I think it would be great to see my head explode. If the last part to burst could be my eyes so I can see that final image of myself intact, that would be great—one hell of a way to blast off.
That’s what I thought last month anyway. Now … I’m not so sure. I can’t even get out of bed anymore. Oh god, a different sensation, rising from my stomach.
I roll to my side and say hello to my bed companion.
“Hello, spit bowl. Don’t you look shiny today? Are you ready for me?”
I pull the glass dish toward me and drop my head over it.
“I have something for you. It’s coming, I feel it coming up.”
A few seconds later, I hork up a phlegmy gob and immediately feel some kind of relief.
A teaspoon size dollop jiggles like lime-green silly putty in the bowl.
Lime green, better than beige anyway. Must be an infection.
My time is near.
To know this, to have the luxury of feeling death take hold of me is a gift really. I’ve had time to reflect, to have the choice to die at home.
I’m a lucky man.
Uh oh. Queasiness.
The bile rises quickly. I can’t catch my breath. I grab the bowl again (thank god it’s a deep dish) and gasp air in short, quick breaths. The first expulsion jettisons liquid into the bowl and up its sides. There’s a bit of splash-back on my face, but not much.

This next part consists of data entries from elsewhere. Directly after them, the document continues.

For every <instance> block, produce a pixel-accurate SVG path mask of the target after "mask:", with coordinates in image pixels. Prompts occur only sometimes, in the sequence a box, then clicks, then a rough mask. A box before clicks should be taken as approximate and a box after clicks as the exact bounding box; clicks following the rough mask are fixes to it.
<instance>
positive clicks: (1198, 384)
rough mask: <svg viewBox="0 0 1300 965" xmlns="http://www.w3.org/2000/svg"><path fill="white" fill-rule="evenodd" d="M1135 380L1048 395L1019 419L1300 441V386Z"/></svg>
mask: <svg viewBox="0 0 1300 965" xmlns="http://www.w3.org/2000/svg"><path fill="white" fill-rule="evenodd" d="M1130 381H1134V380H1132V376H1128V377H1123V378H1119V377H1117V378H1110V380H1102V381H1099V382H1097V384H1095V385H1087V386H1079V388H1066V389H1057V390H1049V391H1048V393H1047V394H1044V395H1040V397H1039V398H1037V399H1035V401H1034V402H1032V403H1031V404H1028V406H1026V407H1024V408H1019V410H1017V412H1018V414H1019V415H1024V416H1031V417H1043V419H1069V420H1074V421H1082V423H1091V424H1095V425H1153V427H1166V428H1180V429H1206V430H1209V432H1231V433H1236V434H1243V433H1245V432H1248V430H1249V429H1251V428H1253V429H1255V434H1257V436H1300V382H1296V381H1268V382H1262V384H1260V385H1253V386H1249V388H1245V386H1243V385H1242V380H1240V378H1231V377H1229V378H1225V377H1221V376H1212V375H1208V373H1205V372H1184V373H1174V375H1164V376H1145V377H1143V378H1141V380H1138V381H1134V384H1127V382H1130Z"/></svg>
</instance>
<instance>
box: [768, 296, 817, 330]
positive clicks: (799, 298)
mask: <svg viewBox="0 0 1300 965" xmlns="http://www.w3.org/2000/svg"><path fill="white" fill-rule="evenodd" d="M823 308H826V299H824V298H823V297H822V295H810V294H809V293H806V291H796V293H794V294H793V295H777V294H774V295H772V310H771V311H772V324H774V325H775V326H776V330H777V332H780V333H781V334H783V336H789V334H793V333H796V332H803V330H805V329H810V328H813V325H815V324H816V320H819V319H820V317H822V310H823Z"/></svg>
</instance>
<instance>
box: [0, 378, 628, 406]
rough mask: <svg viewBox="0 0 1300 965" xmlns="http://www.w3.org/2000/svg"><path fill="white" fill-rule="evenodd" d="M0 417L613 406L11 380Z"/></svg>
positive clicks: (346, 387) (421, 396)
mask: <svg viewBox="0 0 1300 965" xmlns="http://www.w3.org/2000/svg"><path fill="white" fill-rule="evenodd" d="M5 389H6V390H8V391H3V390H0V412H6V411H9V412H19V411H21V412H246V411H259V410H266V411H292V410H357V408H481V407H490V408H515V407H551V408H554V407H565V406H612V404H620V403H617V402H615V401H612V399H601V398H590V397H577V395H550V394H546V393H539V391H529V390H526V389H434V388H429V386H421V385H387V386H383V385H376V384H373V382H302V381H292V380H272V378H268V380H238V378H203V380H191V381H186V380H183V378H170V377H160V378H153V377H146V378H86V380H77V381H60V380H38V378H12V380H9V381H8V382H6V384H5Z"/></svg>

No lumpy pieces this time. No surprise. I haven’t eaten anything solid in days.
A second hurl (there’s always a second) ratchets up my abdomen. Another splash into the bowl, though not has plentiful as the first one. My heart beats like a jackhammer. My empty gut gurgles.
The stench of stomach acid curls my nose. I push away the bowl and flop on my back. I suppose I’m one of those crazy people who enjoys vomiting. It feels so good when you stop, and you can’t know that good feeling without the agony before it.
Yeah, the logic is a bit twisted, but blame that on the brain tumor.
A packet of cough drops lay by my pillow. I pop a cherry-flavored lozenge and suck it against the roof of my mouth. Useless things. It gets rid of the awful taste in my mouth anyway.
A knock on the door. James, my trusted servant of more than a decade walks in to greet me. He bends at the waist in his usual gesture of reverence.
“James, I can’t believe you still bow down to me after all these years.”
He sits on the edge of my bed and adjusts my pillow. “Until the day you die, Mr. Chancellor.” With a wet cloth, he wipes around my face and mouth.
“That could be today, you know,” I say.
“Yes sir. That could very well be.”
“By the way James, you know I’m leaving you everything I own.”
He applies a warm compress to my forehead. “Yes sir, and I’m forever grateful. I will miss you, Mr. Chancellor.”
I close my eyes. It’s time. “I’m going to sleep again, James.”
“Sweet dreams, Mr. Chancellor.”
I hear him walk around the bed and pick up the bowl on his way out. In my head, the countdown begins again, for what I hope is the last time.